このページの本文へ

IT技術者に未来はあるか? 第2回

過去の延長線ではなく、思考や行動様式を変えよう

広がるクラウド化でIT技術者の環境はどう変わる?

2011年05月12日 06時00分更新

文● 政井寛/政井技術士事務所 代表

  • この記事をはてなブックマークに追加
  • 本文印刷

リーマンショック以来の2年間、IT技術者は企業のIT投資削減の影響でリストラに怯え、クラウドの登場で自身の技術の陳腐化を憂い、中国、インド技術者との競争にしり込みする日々であった。この先否応なく巻き込まれるグローバル大競争の時代に、どう生き残ればいいのか?本連載を通じて、ITサービス企業とIT技術者に問いかける。

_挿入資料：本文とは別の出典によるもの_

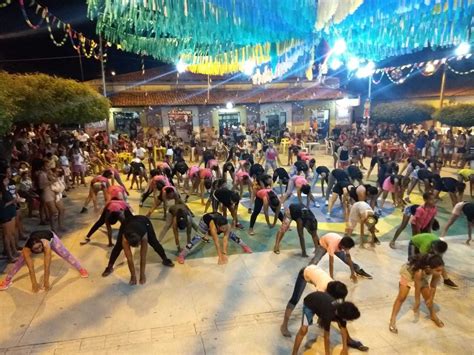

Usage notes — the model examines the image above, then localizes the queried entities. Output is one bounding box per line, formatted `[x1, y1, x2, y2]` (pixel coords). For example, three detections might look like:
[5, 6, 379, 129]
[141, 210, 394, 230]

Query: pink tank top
[235, 171, 250, 182]
[207, 159, 219, 169]
[108, 185, 126, 200]
[105, 200, 128, 212]
[295, 176, 308, 187]
[199, 168, 212, 179]
[91, 175, 109, 185]
[188, 165, 199, 178]
[153, 175, 171, 186]
[256, 189, 272, 200]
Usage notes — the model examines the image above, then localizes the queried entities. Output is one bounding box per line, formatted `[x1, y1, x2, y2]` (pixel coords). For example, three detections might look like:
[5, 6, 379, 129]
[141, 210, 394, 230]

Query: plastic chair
[280, 138, 290, 153]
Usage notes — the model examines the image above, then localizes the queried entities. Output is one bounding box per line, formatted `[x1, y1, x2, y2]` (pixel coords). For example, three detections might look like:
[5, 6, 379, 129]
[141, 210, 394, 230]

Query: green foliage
[435, 104, 474, 127]
[371, 102, 434, 124]
[0, 72, 109, 134]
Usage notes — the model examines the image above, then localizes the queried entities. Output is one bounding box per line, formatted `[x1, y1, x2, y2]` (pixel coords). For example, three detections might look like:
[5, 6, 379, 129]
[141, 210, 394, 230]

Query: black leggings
[108, 222, 168, 267]
[250, 197, 283, 228]
[287, 267, 307, 309]
[86, 208, 108, 239]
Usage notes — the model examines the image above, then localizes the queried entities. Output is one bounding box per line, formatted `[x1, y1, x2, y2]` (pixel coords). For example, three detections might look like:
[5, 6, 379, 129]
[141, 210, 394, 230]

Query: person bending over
[281, 175, 316, 208]
[102, 216, 174, 285]
[292, 291, 360, 355]
[389, 254, 444, 334]
[310, 233, 372, 282]
[81, 170, 113, 213]
[441, 202, 474, 245]
[273, 203, 319, 257]
[408, 233, 458, 289]
[0, 230, 89, 293]
[81, 200, 132, 247]
[158, 203, 198, 254]
[346, 201, 380, 246]
[178, 212, 252, 265]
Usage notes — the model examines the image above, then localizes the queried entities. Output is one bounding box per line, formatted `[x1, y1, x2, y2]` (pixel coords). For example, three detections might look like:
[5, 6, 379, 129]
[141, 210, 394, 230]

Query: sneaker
[102, 266, 114, 277]
[79, 268, 89, 279]
[163, 258, 176, 267]
[444, 279, 459, 289]
[0, 279, 13, 291]
[242, 245, 252, 254]
[356, 269, 372, 280]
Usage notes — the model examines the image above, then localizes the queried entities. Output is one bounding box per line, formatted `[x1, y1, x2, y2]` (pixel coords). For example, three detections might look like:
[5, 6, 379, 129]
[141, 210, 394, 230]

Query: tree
[0, 72, 110, 135]
[371, 102, 434, 125]
[435, 104, 474, 127]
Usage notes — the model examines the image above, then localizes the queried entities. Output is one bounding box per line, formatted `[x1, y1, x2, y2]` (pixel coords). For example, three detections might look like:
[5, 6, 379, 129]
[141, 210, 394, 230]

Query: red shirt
[411, 205, 438, 231]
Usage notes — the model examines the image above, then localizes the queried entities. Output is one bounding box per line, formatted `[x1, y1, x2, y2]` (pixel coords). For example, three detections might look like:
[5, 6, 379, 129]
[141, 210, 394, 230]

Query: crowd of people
[0, 124, 474, 354]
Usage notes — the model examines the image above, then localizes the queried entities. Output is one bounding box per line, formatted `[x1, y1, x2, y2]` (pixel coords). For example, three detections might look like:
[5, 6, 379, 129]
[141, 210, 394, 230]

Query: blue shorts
[301, 305, 314, 326]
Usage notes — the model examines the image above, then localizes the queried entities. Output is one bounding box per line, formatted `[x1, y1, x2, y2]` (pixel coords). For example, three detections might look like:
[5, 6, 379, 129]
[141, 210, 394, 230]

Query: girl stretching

第2回は、世界的なムーブメントとなっているクラウドの普及でIT技術者を取り巻く環境がどう変わるかを見ていこう。

クラウドで変わること

 ITビジネスやIT技術者の今後を考える時、クラウドコンピューティングの影響はきわめて大きい。昨年のIT系の講演では「タイトルにクラウドをつけないと人が集まらない」と言われるほど注目を集めている。実際のビジネスの中で多くのIT技術者に具体的な影響が出てくるのは、もう少し先だが、その影響は確実に迫っている。

 クラウド時代になると何が変わるか。クラウドは大きな技術の革新ではない。すでに存在していた新しい技術要素、具体的には

  1. ネットワークやサーバ―の大容量化と高速化
  2. 仮想化技術
  3. Webコンピューティング
  4. フリーソフト

が組み合わさって実現できた、新しいスタイルのコンピュータの利用方法である。

 現在の企業のIT利用は、図1に示したプロファイリングでわかる通り、企業の競争優位性の度合いと企業リスクの関係で分類できる。非ミッションクリティカル領域を皮切りに、徐々にクラウド化される。セキュリティやベンダーロックイン、損害賠償問題などの杞憂を解決しながら、最後はコア(高い競争優位)とミッションクリティカルの領域まで対象になる可能性さえある。

企業のITシステム・プロファイリング

 ITユーザーの利用拡大が始まると、この影響は先ず最初にセンター(データセンター)事業者に現われる。「センターの大規模化・集中化で“クラウドセンター”を目指す」か、「事業を中止する」かの判断を迫られる。ソフトベンダーはカニバライゼーション(Cannibalization、共食い状態)を引き起こし、ビジネスモデルの変革を迫られる。そして、ハードメーカーや通信機器メーカーのようなインフラコンポーネントを制作・販売する企業は、販売先が一般企業からセンター事業者に比重が移ってゆくのでマーケティングを変更する必要がある。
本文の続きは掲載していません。